Are banks being picky in following rate changes?

Consumers partly benefited from past cuts, but now feel the BoC’s rate hike in full

Are banks being picky in following rate changes?

Canada’s major banks are passing on the full weight of the 0.25% rate hike from the Bank of Canada (BoC) to consumers — even though they didn’t give clients the full savings from past rate cuts.

The move has Vince Gaetano, a principal at mortgage broker monstermortgage.ca, wondering whether the big banks are intentionally gouging consumers, according to the Financial Post.

“There is always a focus on profits and getting more money out of the pockets of Canadians,” Gaetano told the publication. “The last Bank of Canada decrease of 0.25% only garnered a benefit of 0.15% to Canadian borrowers. This happened [during] the last two rate decreases.”

Royal Bank of Canada (RBC) was first to increase its rates, announcing a rise in prime lending rates from 2.7% to 2.95% effective July 13. In the same day, the other major banks followed suit with similar increases.

“The Bank of Canada rate is one reference point that we use to set our prime rate and is not the sole driver of the bank’s funding costs,” RBC told the Post in an email. “In a persistently low rate environment, funding costs have steadily increased over the past few years.”

While the prime lending rate at most banks traditionally tracks the BoC’s overnight lending, it hasn’t always done so. In 2015, the major banks did not fully match two rate cuts from the central bank, resulting in a 0.2% spread that hasn’t been recovered since.

In 2008, during the time of the late Jim Flaherty as finance minister, the central bank cut its prime lending rate by 50 basis points; the banks cut theirs by just 25, but agreed to further cuts after Ottawa declared it would provide more liquidity in the mortgage sector.

“As Minister of Finance, I do not comment on the Bank’s independent decision,” Liberal Finance Minister Bill Morneau said in an email to the Post.

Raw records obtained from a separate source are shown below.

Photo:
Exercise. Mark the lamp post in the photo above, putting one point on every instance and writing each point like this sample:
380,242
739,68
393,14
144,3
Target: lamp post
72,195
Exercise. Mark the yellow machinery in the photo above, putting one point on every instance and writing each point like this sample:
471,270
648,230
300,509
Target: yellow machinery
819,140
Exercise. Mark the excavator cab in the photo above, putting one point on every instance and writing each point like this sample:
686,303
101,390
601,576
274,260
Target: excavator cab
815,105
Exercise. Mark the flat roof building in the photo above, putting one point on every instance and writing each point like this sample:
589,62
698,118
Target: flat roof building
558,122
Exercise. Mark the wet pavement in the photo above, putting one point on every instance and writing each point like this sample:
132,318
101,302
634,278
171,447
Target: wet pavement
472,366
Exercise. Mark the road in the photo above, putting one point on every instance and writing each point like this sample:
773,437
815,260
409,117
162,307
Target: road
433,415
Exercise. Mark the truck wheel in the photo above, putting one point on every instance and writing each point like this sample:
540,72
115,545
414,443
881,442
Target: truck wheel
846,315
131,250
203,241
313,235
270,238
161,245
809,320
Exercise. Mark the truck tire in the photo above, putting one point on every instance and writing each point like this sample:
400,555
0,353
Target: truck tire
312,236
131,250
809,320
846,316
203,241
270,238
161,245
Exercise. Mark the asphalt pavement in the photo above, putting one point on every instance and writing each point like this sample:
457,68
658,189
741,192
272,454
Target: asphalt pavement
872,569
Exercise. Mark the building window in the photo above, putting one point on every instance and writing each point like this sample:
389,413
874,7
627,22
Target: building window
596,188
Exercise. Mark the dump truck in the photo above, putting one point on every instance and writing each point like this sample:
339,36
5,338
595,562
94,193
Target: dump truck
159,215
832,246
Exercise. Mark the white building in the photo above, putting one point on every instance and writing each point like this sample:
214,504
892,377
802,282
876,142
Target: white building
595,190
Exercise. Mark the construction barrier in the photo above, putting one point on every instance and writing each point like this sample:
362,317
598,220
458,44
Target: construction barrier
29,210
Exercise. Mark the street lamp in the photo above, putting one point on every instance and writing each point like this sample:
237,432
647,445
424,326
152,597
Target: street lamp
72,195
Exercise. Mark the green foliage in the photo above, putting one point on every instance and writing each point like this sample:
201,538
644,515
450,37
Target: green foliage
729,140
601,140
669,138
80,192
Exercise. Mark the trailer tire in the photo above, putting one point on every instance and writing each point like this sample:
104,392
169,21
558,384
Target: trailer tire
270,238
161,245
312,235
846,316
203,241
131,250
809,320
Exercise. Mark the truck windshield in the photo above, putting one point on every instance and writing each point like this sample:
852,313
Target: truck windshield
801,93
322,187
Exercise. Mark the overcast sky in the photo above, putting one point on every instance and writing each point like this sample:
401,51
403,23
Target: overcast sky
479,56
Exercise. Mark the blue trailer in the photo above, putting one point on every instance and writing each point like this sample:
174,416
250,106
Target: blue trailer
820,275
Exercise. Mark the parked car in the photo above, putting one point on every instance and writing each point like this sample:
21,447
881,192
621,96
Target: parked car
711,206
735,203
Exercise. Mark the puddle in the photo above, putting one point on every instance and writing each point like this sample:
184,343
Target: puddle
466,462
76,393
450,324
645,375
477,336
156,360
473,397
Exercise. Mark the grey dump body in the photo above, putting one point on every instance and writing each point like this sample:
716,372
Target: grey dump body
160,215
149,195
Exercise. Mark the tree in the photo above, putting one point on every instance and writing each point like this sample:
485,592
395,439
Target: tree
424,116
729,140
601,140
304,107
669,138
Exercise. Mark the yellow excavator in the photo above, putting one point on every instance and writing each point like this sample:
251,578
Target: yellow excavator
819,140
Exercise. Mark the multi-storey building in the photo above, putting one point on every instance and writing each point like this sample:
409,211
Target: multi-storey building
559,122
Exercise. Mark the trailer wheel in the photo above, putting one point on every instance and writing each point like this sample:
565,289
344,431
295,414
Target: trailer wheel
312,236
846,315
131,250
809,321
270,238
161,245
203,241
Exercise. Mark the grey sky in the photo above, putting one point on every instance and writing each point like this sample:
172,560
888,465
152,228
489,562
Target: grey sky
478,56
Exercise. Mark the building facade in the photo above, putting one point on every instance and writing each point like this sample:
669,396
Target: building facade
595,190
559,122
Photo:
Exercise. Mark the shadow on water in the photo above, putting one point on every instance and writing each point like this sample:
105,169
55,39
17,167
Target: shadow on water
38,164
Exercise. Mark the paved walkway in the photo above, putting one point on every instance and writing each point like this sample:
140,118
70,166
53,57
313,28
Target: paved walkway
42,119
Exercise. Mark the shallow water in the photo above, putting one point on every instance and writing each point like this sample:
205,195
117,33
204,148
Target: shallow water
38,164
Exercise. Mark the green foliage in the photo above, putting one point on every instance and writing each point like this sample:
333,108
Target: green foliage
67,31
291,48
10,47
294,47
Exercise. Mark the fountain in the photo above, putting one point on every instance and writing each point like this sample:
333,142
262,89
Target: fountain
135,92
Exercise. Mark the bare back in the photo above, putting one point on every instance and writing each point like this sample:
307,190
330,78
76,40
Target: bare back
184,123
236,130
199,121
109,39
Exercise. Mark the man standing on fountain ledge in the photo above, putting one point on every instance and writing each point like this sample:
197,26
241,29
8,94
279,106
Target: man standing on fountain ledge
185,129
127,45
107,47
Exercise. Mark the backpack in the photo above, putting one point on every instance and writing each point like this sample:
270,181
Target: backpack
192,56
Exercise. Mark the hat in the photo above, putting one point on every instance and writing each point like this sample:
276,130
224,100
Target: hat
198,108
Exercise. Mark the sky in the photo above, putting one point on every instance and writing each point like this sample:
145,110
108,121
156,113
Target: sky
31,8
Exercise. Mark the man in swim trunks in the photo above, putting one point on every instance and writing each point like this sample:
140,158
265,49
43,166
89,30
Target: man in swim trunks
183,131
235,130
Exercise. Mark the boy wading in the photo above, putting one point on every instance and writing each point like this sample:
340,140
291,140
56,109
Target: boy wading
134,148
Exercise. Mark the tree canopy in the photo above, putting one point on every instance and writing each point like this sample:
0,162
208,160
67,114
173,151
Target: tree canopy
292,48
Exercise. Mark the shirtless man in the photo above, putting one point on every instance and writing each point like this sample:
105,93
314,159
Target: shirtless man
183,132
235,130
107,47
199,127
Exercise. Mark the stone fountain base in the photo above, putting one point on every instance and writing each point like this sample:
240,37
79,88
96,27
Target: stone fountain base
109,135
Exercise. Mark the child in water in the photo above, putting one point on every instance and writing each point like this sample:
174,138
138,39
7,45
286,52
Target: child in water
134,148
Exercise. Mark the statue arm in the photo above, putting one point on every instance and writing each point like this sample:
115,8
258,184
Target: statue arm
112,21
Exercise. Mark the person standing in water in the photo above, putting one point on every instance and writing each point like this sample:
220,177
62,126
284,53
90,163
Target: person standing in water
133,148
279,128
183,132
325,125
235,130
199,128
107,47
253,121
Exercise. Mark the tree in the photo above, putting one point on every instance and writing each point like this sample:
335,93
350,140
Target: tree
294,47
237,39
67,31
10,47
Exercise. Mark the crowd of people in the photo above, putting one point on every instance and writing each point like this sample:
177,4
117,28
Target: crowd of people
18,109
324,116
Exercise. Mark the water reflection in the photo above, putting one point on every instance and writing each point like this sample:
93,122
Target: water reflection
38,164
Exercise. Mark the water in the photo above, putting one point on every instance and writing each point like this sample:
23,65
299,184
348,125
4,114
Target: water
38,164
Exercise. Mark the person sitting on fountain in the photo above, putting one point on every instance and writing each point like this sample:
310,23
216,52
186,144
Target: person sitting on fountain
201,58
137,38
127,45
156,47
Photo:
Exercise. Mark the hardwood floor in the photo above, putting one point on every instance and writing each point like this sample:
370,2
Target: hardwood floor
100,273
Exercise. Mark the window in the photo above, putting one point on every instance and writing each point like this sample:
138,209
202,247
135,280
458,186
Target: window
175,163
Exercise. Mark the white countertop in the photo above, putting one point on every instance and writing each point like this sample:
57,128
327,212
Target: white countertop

The 25-point increase by the banks results in an increase of $50 in monthly interest costs on a $400,000 mortgage with a 25-year amortization, according to James Laird, co-founder of ratehub.ca.

“I don’t know if I know the truth,” Laird said when asked whether funding costs at banks actually justify them passing on the full increase. “Was I surprised when some of the savings were not entirely passed along (in 2015)? I wasn’t. … They focus on their bottom line and best move for bottom line is for them all to move up in unison by 25 basis points.”

Around a year ago, when other banks were paying 2.7%, Toronto-Dominion Bank (TD Bank) moved prime to 2.85% for variable rates and home equity lines of credit. In response to the recent hike, it moved its mortgage prime rate to 3.1%.

“All those people in variable rate mortgages, nothing happened [in terms of a central bank rate move] and TD changed their rates,” Laird said, though he acknowledged that  variable-rate products still save consumers money compared to fixed-rate alternatives around 90% of the time.

In a statement, TD Bank said “adjusting our rates is not a decision we take lightly. We look at a number of factors when determining rates including the competitive landscape, the cost of lending, managing risk and the Bank of Canada’s overnight rate.”